Interesting article, though
Tamasi even admitted that the PlayStation 2 was faster than a PC at the time of its launch.
Is just not true. There's no way in hell a Playstation 2 was running some of the games that were out around it's launch. Deus Ex launched months before the PS2, and the PS2 could never hope to run that. (There was an awesome stab at a port, and I'm glad they did it, and am impressed with the results, but it had to be downgraded in many big ways to get it on a PS2.)
That generation Nvidia was already way ahead. The Xbox 1 basically used a Geforce 3+ (or Geforce 4- LOL) and the Gamecube's GPU was made by people quickly aquired by ATi (and seemingly the source of their success after that point?)
At any rate, save for that I have no idea why people are complaining about this. Sure it's self serving, but so what? It's also true.
They're really upset over losing out on this round of consoles. All they can do at this point is whine, since bad publicity is better than no publicity.
That's not whining, and not bad publicity. It's also unknown what kind of deal AMD did with these companies. It may be heavily that AMD could provide both CPU and GPU, or it could just be that AMD was willing to concede more than Nvidia. Back on the Xbox 1, Microsoft acted incredibly slimy towards Nvidia, demanding that they give them GPUs for less than what their contract stated, and then when they wouldn't, retaliating against them with SM2.0, which they cut Nvidia out of the loop on, resulting in Nvidia's GPUs targeting presumed targets that OpenGL used, while ATi could target the actual targets, making Nvidia look bad even though technically they had a more programmable part.
Once of the problems is we've already had technology pushed so far that the increments we get are very small now.

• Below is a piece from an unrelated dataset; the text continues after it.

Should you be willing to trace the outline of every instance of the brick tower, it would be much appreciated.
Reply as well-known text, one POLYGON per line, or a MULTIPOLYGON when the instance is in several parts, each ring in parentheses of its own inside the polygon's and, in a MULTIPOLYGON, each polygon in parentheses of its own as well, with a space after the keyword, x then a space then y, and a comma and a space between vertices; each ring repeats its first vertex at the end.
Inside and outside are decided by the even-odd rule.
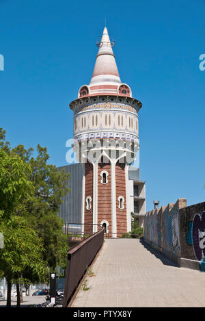
POLYGON ((106 27, 97 45, 90 83, 70 104, 74 149, 83 168, 82 222, 102 224, 116 237, 131 229, 128 170, 139 149, 141 103, 121 82, 106 27))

Do not even remotely agree. We're probably centuries away from "maxing out" what could be done graphically and in terms of a game engine, assuming Moore's Law could actually hold up, which it presumably can't. I head that same ridiculous claim last time, and this set of consoles has done more than the last did IMO. There's no reason to think the next set won't jump forward just as much, and the one after that, and... (assuming we still have dedicated consoles then).
The true pushing of technology isn't coming from slightly better graphics than the previous generation. It is in completely different areas like the Oculus Rift and even in technology like the Kinect (which isn't implemented more than a gimmick, but the technology has vast potential).
Could not possibly disagree more with every part of that. The graphics aren't "slightly better", they jump is massive. It's massive even in some first gen stuff, let alone what we'll see in 5 years. And gameplay possibilities will, as always be just as massive.
Gimmicks are not leaps forward, they're gimmicks. Kinnect serves no purpose for actual games. Wii's "motion" controls have been largely dumped, and offhand I can't think of a single real game that used them successfully.
Controls will undoubtedly evolve, but replacing well tested, accurate controls with ones that can't even function reliably, and at best do a half-assed job of mimicking things we can do better in other ways, is no progress.
Nvidia doesn't get this, it seems.
If you were right, then Sony and Microsoft and AMD and Qualcomm and Apple, etc., etc., etc. don't get it either. The whole industry doesn't get it. They should be adding more stupid gimmicks and never bother upgrading hardware.
Can't comment on Crysis yet since I still haven't played it, but I've heard good things about the gameplay, and it's weird regardless to single out one single company.